Your letter of disagreement will be attached to your medical record.
You should submit your written request for an amendment to our office.
5. The Right to An Accounting of Disclosures:
You have the right to request an accounting (a report) of certain disclosures
of your protected health information. You may ask for disclosures made
up to six years before your request (but not including disclosures made
prior to April 14, 2003). This is a listing of disclosures made by us or
by others on our behalf. We are not required to include disclosures:
Made for Treatment;
Made for billing or collection of payment for your treatment;
Made Directly to you, that you authorized, or those which are made to individuals
involved in your care;
Allowed by law when the use or disclosure relates to certain government
functions or in other law enforcement custodial situations, and/or;
Made in the process of our healthcare operations.

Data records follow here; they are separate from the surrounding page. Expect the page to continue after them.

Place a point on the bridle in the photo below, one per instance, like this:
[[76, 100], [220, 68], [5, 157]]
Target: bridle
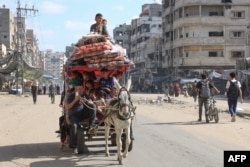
[[130, 106]]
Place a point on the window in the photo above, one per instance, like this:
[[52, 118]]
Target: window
[[215, 34], [238, 14], [212, 54], [213, 14], [226, 1], [237, 34], [238, 54]]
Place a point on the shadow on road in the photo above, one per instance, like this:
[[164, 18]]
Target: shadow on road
[[183, 123], [49, 154]]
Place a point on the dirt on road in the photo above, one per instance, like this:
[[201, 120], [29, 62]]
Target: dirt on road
[[28, 138]]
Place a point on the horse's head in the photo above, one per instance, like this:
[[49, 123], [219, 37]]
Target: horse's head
[[124, 103]]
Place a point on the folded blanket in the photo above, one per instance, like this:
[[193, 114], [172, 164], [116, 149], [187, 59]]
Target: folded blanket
[[90, 39]]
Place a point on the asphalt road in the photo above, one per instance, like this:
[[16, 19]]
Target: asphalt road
[[162, 139]]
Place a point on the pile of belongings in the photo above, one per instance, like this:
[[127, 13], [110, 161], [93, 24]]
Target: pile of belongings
[[97, 51]]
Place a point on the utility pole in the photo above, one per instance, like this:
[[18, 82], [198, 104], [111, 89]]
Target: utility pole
[[21, 34]]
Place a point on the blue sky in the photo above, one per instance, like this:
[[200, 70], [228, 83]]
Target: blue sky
[[59, 23]]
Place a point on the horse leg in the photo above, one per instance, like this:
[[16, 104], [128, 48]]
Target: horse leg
[[107, 128], [119, 144], [128, 140]]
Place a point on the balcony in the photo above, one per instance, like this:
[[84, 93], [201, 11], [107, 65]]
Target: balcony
[[198, 41]]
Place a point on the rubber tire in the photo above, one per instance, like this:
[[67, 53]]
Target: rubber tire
[[216, 115], [124, 143], [210, 116], [113, 139], [80, 141]]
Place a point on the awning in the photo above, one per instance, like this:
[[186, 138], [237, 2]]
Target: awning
[[189, 80]]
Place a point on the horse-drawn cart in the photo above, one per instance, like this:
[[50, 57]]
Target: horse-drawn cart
[[91, 55]]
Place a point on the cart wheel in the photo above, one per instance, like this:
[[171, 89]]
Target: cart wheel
[[210, 114], [124, 143], [113, 139], [80, 141], [216, 115]]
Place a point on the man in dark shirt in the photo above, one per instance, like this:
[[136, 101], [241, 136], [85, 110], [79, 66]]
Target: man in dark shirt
[[106, 83], [76, 106], [34, 91], [99, 27], [204, 100]]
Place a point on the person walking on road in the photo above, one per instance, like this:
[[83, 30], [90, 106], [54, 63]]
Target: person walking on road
[[204, 89], [34, 91], [233, 89], [78, 110], [52, 91]]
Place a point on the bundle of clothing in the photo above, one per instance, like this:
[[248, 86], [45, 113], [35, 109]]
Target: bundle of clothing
[[97, 51]]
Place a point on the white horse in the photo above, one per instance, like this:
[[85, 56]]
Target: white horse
[[118, 114]]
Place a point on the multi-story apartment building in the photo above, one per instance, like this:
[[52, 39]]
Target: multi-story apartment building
[[32, 55], [8, 28], [3, 50], [121, 35], [53, 63], [142, 39], [202, 34]]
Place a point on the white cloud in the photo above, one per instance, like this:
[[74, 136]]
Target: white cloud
[[52, 7]]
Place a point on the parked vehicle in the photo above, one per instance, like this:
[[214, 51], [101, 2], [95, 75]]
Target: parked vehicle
[[16, 90]]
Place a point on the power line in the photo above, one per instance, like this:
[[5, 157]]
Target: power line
[[22, 13]]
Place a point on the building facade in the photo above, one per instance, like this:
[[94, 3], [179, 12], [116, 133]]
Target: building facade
[[201, 34], [8, 28], [53, 63], [142, 40]]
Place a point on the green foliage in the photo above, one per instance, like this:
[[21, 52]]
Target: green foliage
[[31, 74]]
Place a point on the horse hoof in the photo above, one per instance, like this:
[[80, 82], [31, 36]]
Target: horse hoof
[[62, 146], [125, 155]]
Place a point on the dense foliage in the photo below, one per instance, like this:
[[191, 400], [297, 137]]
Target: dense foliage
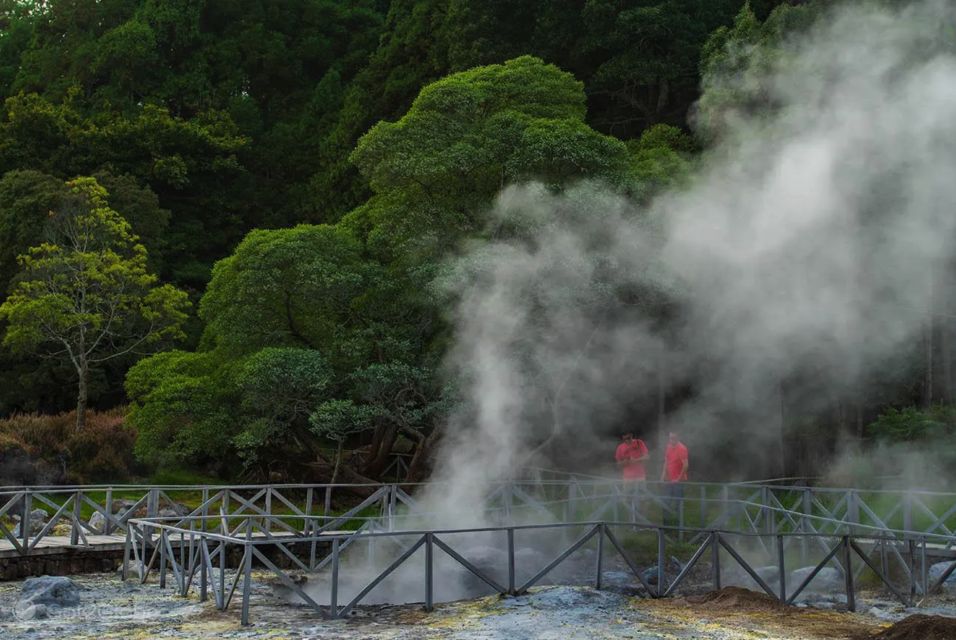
[[302, 168]]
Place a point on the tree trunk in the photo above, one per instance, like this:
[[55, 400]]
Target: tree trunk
[[378, 458], [338, 461], [82, 393], [417, 467]]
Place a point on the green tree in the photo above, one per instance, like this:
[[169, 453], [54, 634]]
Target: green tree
[[86, 295]]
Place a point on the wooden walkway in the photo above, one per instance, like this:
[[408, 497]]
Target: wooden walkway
[[49, 545]]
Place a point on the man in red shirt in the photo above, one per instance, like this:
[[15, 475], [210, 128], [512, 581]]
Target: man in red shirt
[[630, 456], [674, 471]]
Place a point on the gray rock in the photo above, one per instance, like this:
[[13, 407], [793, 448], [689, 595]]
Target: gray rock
[[134, 569], [98, 522], [34, 612], [122, 506], [936, 572], [38, 518], [829, 579], [177, 511], [770, 574], [49, 590]]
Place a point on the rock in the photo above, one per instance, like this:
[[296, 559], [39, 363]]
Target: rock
[[33, 612], [650, 575], [829, 579], [122, 506], [671, 569], [936, 572], [134, 570], [49, 590], [739, 578], [175, 511], [38, 518], [98, 522], [566, 597]]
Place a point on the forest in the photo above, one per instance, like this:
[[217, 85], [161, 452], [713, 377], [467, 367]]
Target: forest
[[222, 221]]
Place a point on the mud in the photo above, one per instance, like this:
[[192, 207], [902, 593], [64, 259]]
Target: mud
[[918, 627]]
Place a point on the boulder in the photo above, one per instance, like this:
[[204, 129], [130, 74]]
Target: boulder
[[56, 591], [829, 579], [134, 569], [671, 569], [33, 612], [737, 577], [38, 518], [122, 506], [98, 522], [936, 571]]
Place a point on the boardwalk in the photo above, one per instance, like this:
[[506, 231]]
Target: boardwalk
[[60, 544]]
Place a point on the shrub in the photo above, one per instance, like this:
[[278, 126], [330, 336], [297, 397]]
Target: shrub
[[36, 448]]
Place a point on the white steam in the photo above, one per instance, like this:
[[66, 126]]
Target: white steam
[[806, 254], [793, 273]]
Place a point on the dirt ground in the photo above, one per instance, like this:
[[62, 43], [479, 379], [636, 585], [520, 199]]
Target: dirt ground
[[751, 614], [111, 609]]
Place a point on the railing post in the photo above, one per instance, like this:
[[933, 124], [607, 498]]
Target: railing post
[[152, 503], [715, 557], [77, 518], [429, 572], [848, 566], [334, 591], [162, 558], [108, 525], [600, 556], [805, 525], [511, 561], [204, 512], [924, 578], [907, 512], [26, 523], [307, 525], [782, 569], [853, 511], [203, 575], [660, 562], [247, 574], [127, 545]]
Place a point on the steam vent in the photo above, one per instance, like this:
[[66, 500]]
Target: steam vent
[[463, 320]]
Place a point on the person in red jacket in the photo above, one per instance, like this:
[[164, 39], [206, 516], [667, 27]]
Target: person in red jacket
[[674, 471], [630, 456]]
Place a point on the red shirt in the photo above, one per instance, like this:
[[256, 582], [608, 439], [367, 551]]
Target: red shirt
[[633, 469], [674, 458]]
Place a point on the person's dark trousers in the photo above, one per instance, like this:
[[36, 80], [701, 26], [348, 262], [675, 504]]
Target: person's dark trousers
[[674, 493]]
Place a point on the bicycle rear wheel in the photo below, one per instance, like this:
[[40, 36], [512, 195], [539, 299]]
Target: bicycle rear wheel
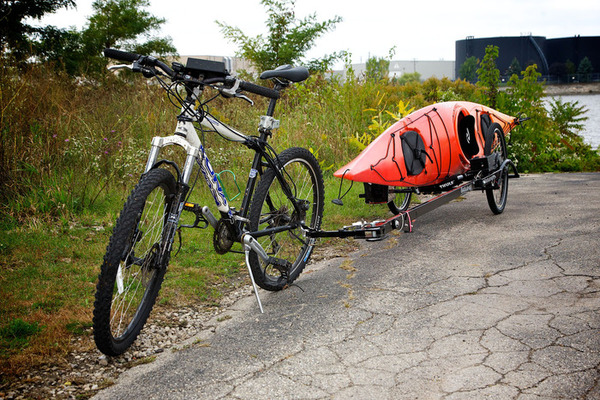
[[131, 274], [271, 208]]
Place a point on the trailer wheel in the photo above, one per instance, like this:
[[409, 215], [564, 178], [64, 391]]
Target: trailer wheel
[[498, 192], [399, 202]]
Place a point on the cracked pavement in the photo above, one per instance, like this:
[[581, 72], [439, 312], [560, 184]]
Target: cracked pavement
[[468, 306]]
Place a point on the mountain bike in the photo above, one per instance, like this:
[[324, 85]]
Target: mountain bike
[[282, 201]]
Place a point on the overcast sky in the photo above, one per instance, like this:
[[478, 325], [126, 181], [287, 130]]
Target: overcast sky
[[422, 30]]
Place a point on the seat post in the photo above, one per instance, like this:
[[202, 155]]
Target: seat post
[[271, 110]]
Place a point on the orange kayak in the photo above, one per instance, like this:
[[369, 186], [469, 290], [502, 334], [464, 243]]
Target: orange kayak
[[428, 146]]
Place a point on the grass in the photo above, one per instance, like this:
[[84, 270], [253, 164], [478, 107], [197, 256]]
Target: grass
[[48, 272]]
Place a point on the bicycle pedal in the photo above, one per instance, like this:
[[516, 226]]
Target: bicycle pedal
[[193, 207], [281, 264]]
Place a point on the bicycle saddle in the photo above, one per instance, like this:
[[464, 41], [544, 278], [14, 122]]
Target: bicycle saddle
[[287, 72]]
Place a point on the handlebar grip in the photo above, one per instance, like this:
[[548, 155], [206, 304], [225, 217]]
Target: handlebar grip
[[121, 55], [260, 90]]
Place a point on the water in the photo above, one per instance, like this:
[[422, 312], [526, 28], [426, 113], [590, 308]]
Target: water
[[591, 134]]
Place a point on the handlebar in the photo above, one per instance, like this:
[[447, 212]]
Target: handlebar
[[150, 62]]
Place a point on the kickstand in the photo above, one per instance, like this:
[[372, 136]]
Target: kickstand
[[247, 250]]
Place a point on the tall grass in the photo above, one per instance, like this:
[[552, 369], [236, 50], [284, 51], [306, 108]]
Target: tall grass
[[71, 151]]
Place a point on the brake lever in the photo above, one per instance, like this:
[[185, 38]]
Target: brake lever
[[244, 97], [120, 66]]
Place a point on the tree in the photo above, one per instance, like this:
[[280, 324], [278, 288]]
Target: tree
[[14, 32], [377, 69], [468, 71], [489, 75], [288, 40], [121, 24]]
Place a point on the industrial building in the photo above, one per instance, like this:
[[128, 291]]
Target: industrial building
[[550, 55]]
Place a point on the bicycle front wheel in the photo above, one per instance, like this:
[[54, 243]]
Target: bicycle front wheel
[[271, 208], [131, 274]]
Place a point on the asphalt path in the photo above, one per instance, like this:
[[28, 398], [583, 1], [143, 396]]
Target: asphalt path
[[468, 306]]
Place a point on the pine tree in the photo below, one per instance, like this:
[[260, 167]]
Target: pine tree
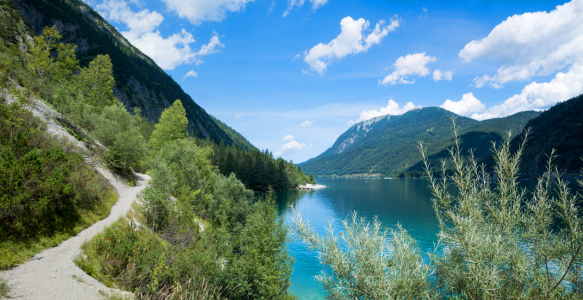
[[171, 126]]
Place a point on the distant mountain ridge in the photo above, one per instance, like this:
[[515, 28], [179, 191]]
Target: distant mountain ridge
[[140, 83], [388, 144], [559, 128]]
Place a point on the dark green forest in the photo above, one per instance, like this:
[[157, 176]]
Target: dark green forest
[[388, 145], [139, 82]]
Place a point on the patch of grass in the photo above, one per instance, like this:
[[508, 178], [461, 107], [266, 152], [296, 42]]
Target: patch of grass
[[4, 287], [14, 251], [115, 296]]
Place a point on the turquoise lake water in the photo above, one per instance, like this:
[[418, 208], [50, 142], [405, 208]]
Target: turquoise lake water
[[407, 202]]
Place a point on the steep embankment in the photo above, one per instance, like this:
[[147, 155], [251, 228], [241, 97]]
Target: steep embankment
[[140, 83], [52, 274], [388, 144]]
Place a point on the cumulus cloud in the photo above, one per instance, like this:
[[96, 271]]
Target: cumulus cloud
[[438, 75], [469, 104], [290, 147], [392, 108], [530, 44], [351, 40], [412, 64], [292, 3], [197, 11], [168, 52], [190, 73], [538, 96]]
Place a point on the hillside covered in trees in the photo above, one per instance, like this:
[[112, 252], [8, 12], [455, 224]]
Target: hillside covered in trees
[[50, 192], [559, 128], [139, 82], [389, 144]]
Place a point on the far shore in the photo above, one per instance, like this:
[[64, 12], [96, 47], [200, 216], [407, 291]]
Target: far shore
[[308, 186]]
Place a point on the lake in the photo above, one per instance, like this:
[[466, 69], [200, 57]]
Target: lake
[[407, 202]]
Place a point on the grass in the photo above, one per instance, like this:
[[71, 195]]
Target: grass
[[15, 252], [4, 287]]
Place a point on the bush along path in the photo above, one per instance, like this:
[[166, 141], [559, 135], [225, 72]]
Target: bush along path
[[52, 274]]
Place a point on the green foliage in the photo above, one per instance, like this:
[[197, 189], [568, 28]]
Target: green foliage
[[494, 241], [238, 140], [387, 144], [231, 202], [258, 170], [170, 127], [47, 191], [558, 128], [96, 82], [94, 36], [4, 287], [120, 132], [363, 265], [241, 254]]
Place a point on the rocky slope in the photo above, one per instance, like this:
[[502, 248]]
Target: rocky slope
[[140, 83]]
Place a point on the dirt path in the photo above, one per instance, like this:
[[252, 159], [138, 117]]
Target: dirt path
[[52, 274]]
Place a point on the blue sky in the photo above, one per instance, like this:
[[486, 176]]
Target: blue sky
[[291, 76]]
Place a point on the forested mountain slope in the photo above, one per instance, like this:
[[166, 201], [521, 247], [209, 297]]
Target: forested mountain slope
[[559, 128], [140, 83], [388, 144]]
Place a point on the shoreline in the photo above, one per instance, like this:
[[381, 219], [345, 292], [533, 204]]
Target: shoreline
[[309, 186]]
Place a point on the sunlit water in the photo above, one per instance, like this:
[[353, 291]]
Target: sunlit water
[[407, 202]]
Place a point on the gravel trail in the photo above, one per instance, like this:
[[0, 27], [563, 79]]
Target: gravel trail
[[52, 274]]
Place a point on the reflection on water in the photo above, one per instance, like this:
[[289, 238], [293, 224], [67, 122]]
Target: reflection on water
[[407, 202]]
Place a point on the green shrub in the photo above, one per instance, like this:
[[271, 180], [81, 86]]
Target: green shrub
[[47, 191], [4, 287]]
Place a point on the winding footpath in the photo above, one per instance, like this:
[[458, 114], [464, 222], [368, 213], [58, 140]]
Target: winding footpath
[[52, 274]]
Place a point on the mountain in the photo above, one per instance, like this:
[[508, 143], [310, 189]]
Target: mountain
[[559, 128], [388, 144], [140, 83], [237, 138]]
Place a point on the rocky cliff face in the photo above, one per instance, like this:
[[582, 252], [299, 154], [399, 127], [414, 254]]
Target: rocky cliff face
[[140, 83]]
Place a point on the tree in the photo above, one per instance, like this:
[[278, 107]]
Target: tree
[[96, 82], [495, 243], [170, 127]]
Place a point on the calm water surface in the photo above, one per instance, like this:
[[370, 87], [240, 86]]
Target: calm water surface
[[407, 202]]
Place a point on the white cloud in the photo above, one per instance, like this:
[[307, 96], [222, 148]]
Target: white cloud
[[351, 40], [412, 64], [290, 147], [530, 44], [392, 108], [190, 73], [438, 75], [291, 3], [197, 11], [538, 96], [469, 104], [168, 52]]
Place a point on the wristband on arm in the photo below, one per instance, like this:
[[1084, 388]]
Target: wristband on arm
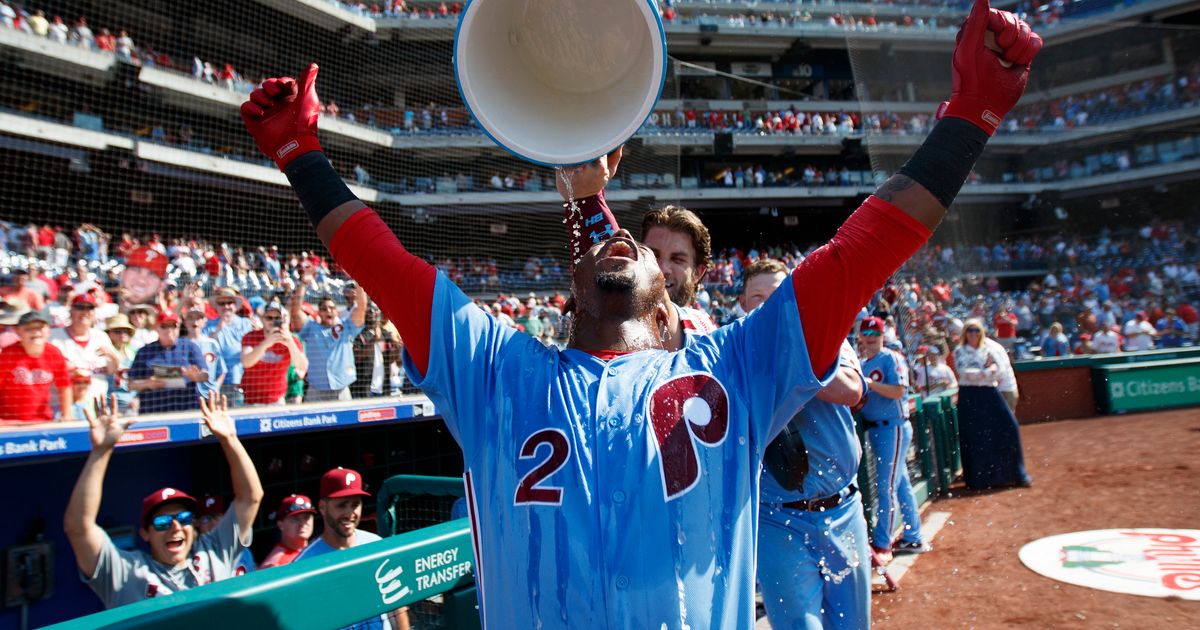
[[945, 160], [318, 186]]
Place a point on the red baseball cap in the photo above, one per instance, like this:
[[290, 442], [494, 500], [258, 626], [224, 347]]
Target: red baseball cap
[[162, 496], [148, 258], [871, 324], [342, 483], [294, 504]]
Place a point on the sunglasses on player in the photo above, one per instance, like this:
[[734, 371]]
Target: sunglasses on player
[[162, 522]]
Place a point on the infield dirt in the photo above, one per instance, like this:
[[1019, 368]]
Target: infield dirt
[[1102, 473]]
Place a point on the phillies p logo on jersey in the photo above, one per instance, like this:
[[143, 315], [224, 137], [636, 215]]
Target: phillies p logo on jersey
[[684, 411]]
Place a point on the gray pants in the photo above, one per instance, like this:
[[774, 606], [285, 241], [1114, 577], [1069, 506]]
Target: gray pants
[[1011, 399], [325, 395]]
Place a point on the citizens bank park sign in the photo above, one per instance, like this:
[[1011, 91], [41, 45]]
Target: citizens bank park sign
[[1155, 563]]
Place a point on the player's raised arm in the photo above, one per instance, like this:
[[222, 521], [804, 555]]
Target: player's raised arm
[[281, 115], [834, 282]]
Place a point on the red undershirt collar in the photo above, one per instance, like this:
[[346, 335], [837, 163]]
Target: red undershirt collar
[[606, 355]]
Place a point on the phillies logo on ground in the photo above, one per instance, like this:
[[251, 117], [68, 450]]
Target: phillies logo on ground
[[372, 415], [23, 376], [684, 411], [1155, 563]]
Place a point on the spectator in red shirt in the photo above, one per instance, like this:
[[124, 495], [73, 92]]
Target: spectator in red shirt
[[267, 354], [21, 289], [11, 310], [294, 519], [28, 370], [1005, 322]]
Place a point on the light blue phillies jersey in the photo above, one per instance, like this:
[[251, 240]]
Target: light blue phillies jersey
[[826, 432], [889, 369], [617, 493]]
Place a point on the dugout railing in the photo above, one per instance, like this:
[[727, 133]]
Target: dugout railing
[[427, 570], [426, 562]]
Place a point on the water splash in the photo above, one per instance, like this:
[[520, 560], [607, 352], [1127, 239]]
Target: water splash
[[574, 214]]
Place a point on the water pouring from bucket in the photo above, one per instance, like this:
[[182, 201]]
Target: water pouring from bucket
[[561, 82]]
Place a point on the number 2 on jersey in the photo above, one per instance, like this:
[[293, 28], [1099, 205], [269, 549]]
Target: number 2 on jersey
[[529, 490]]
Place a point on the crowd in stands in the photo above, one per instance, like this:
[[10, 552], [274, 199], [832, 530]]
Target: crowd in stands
[[1113, 292], [79, 34], [161, 322], [1053, 12], [1135, 99], [402, 9]]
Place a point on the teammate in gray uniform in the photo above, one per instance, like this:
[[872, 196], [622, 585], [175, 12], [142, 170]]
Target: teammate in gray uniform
[[179, 558]]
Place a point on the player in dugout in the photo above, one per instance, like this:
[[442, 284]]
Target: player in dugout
[[649, 456], [180, 557]]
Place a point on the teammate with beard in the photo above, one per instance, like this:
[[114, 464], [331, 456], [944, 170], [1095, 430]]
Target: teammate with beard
[[615, 435]]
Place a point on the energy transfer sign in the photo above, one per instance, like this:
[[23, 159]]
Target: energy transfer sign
[[1155, 563]]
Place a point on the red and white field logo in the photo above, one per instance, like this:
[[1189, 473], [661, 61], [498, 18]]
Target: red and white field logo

You must submit your request for an accounting of disclosures in writing
to our office. You must state the time period for which you would like
the accounting. The accounting will include the disclosure date, the name,
address (if known) of the person or entity that received the information,
a brief description of the information disclosed; and a brief statement
of the purpose of the disclosure. If you request a listing of disclosures
more than once within a 12-month period, we will charge you a reasonable
fee for the accounting. The first accounting, within a 12-month period,
is provided to you at no charge. We will inform you of the costs involved
in the event that you wish to withdraw your request.
6. The Right to a Paper Copy of This Notice:
You have the right to obtain a paper copy of this Notice, even if you have
agreed to receive this Notice electronically. You may request a copy of
this Notice at any time by contacting our office.
F. COMPLAINTS
If you believe that your privacy rights have been violated, you may file
a complaint in writing with us or with the government.
1. To File a Complaint with the Government, you may contact:
Office of Civil Rights U.S. Department of Health and Human Services
200 Independence Avenue, S.W., Room 509F
Washington, D.C. 20201
2. To file a complaint with us, you should contact the office.
3. You will not be retaliated against for filing a complaint.